Insights & Expertise

Saint Joseph’s, Mercy Catholic Medical Center Propose Global Model for Healthcare Providers Serving Undocumented Populations

health care worker using blood pressure cuff

Life expectancy can vary more than 20 years depending on the zip code of a resident in Philadelphia. In the city, health outcomes tend to be poorer and barriers to health care greater for minorities and particularly for immigrant populations. With the goal of changing troubling trends like these, Saint Joseph’s University and Mercy Catholic Medical Center developed the Mercy Health Promoter model to serve the Hispanic immigrant population in Philadelphia amid growing need, but with a design that can be scaled globally.

After a comprehensive needs assessment, the two institutions jointly developed the Mercy Health Promoter (MHP) model, a comprehensive education and prevention community-based outreach model that concentrates on the health needs of specific immigrant communities. Members of the immigrant population are trained as health promoters to serve others in their community through health education and access to important services. The group published their findings in the Internet Journal of Public Health.

“The increase of undocumented immigrants residing in the United States and here in West Philadelphia presents new and unique challenges to the existing health care delivery system,” said Sister Donna Watto, RSM, Vice President of Mission Integration, Mercy Catholic Medical Center. “Catholic health care calls for new ways to treat and care for vulnerable communities and that is what we’ve done through the health promoters program.”

Based on the program’s success in Philadelphia’s African populations in 2014, the Institute and Mercy collaborated with local church communities to bring this model to the Hispanic immigrant population surrounding parishes in West Philadelphia. The model’s foundation is based on an established program commonly used in developing nations, which has not only increased medical care in remote areas, but has also saved countless lives.
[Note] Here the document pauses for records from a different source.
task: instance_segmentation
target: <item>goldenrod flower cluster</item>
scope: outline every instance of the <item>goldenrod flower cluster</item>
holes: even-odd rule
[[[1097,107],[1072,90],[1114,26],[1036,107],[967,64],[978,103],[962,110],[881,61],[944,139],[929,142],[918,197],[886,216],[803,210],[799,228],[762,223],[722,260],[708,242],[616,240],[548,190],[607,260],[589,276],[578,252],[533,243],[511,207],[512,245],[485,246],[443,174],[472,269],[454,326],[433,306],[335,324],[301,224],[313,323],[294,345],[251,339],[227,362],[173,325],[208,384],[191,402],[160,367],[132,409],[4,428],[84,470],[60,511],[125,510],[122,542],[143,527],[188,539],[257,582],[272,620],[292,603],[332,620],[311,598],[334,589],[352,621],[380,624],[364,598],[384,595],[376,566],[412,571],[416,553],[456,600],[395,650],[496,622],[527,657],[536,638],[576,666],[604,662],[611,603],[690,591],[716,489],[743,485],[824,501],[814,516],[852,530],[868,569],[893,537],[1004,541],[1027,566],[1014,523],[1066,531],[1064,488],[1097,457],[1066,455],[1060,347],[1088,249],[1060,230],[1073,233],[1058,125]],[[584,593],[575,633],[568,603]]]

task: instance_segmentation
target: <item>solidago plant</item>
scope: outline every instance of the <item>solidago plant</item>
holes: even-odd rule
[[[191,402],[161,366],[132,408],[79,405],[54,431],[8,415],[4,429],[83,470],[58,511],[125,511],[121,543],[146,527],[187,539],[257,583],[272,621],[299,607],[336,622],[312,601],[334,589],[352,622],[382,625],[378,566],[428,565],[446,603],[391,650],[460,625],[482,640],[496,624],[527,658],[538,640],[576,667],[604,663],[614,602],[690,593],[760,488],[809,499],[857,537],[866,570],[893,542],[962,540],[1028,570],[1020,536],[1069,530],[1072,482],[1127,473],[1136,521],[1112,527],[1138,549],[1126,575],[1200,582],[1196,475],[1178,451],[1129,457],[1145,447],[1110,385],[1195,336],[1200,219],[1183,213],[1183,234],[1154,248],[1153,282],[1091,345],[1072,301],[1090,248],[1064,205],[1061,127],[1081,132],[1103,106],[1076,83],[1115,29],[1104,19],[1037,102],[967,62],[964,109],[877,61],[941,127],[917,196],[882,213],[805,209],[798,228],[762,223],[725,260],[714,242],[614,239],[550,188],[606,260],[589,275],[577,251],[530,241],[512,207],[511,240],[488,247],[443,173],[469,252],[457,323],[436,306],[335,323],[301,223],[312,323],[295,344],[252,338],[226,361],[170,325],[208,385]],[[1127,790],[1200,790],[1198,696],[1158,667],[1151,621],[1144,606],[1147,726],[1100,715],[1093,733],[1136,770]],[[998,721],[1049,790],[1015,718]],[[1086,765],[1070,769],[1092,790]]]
“If Americans truly believe that we are all created equal, we should also insist that we all must receive equal access to medical treatment and resources,” says Peter Clark, S.J., Ph.D., first author on the paper, Director of the Institute of Clinical Bioethics, and John McShain Chair of Ethics at Saint Joseph’s. “Unless Americans address these disparities and begin to eradicate them, we will never attain the goal of providing high-quality, equitable health care in our country.”

The team’s research gives special attention to the ethical considerations of the Health Promoter Program, exploring principles of beneficence and distributive justice by highlighting the human dignity of each person no matter race, ethnicity, creed, socioeconomic status or immigration status.

“Our work with the Mercy Health Promoter Model has the opportunity to set a precedent and offer a framework for future applications across the country and globe,” believes Fr. Clark.